Christopher Allers · Answer

TR is maximum when 185 cars are rented out.

Revenue maximising daily rent = 37

Maximum Revenue #=6845#

We can form a demand curve using the given information.
Daily Rent is measured along the Y - axis. We shall have Daily Rate as Price and symbolize it as #p#. It is independent variable in our analysis.

Number of cars is measured along the X - axis. Let us symbolize it as #q#. It is dependent variable in our analysis.

We shall develop the AR function [Demand function]

#q_1=220#
#p_1=30#
#q_2=215#
#p_2=31#
#(p-p_1)=(p_2-p_1)/(q_2-q_1)(q-q_1)#
#p-30=(31-30)/(215-220)(q-220)#
#p-30=-1/5(q-220)#
#p-30=-1/5q+44#
#p=-1/5q+44+30#
#p=-1/5q+74# [AR function]

Since AR curve is downward sloping and linear, the slope of the MR curve is double the slope of AR curve. Using this piece of information let us form the MR function.

MR#=[(-1/5)xx2]x+74#
MR#=-2/5x+74#
Total Revenue is Maximum when MR = 0.

#-2/5x+74=0#
#x=-74xx(-5/2)=370/2=185#

TR is maximum when 185 cars are rented out.

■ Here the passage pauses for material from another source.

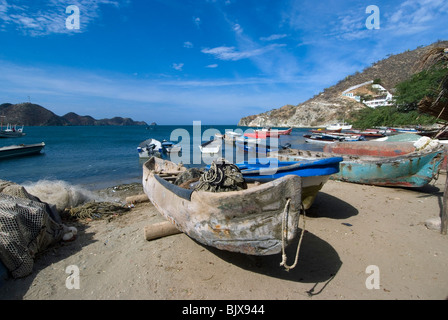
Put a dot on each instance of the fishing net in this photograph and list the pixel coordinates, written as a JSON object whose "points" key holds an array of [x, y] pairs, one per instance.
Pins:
{"points": [[26, 228], [97, 210], [221, 177]]}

To find the price, substitute #q=185 in the Ar function#
AR #=-1/5x+74#
AR #=-1/5 xx 185+74=-37+74=37#
Revenue maximising daily rent = 37

Maximum Revenue = Number of cars #xx# Daily rent

Maximum Revenue =185 #xx# 37 #=6845#

Samantha Adkison · Answer

undefined To maximize income, you need to find the point where the product of the rental price and the number of cars rented is highest.

Let $ x $ be the increase in rental price from $30, and $ y $ be the corresponding decrease in the number of cars rented.

So, the rental price per day would be $ $30 + x $, and the number of cars rented would be $ 220 - 5y $.

Therefore, the income function $ I $ can be expressed as: 
$$ I(x) = (30 + x)(220 - 5y) $$

To maximize income, differentiate $ I(x) $ with respect to $ x $, set the derivative equal to zero, and solve for $ x $.

$$ \frac{dI}{dx} = 220 - 5y - 5x = 0 $$ 
$$ 5x = 220 - 5y $$ 
$$ x = 44 - y $$

Substitute this $ x $ value back into the income function to find the corresponding maximum income $ I_{\text{max}} $: 
$$ I_{\text{max}} = (30 + 44 - y)(220 - 5y) $$ 
$$ = (74 - y)(220 - 5y) $$ 
$$ = 16280 - 370y + 5y^2 $$

To find the maximum income, differentiate $ I_{\text{max}} $ with respect to $ y $, set the derivative equal to zero, and solve for $ y $: 
$$ \frac{dI_{\text{max}}}{dy} = -370 + 10y = 0 $$ 
$$ 10y = 370 $$ 
$$ y = 37 $$

Substitute $ y = 37 $ back into the expression for $ I_{\text{max}} $ to find the maximum income: 
$$ I_{\text{max}} = (74 - 37)(220 - 5 \times 37) $$ 
$$ = (37)(220 - 185) $$ 
$$ = (37)(35) $$ 
$$ = 1295 $$

So, the maximum possible income is $1295, and the corresponding rent that maximizes this income is $74 per day.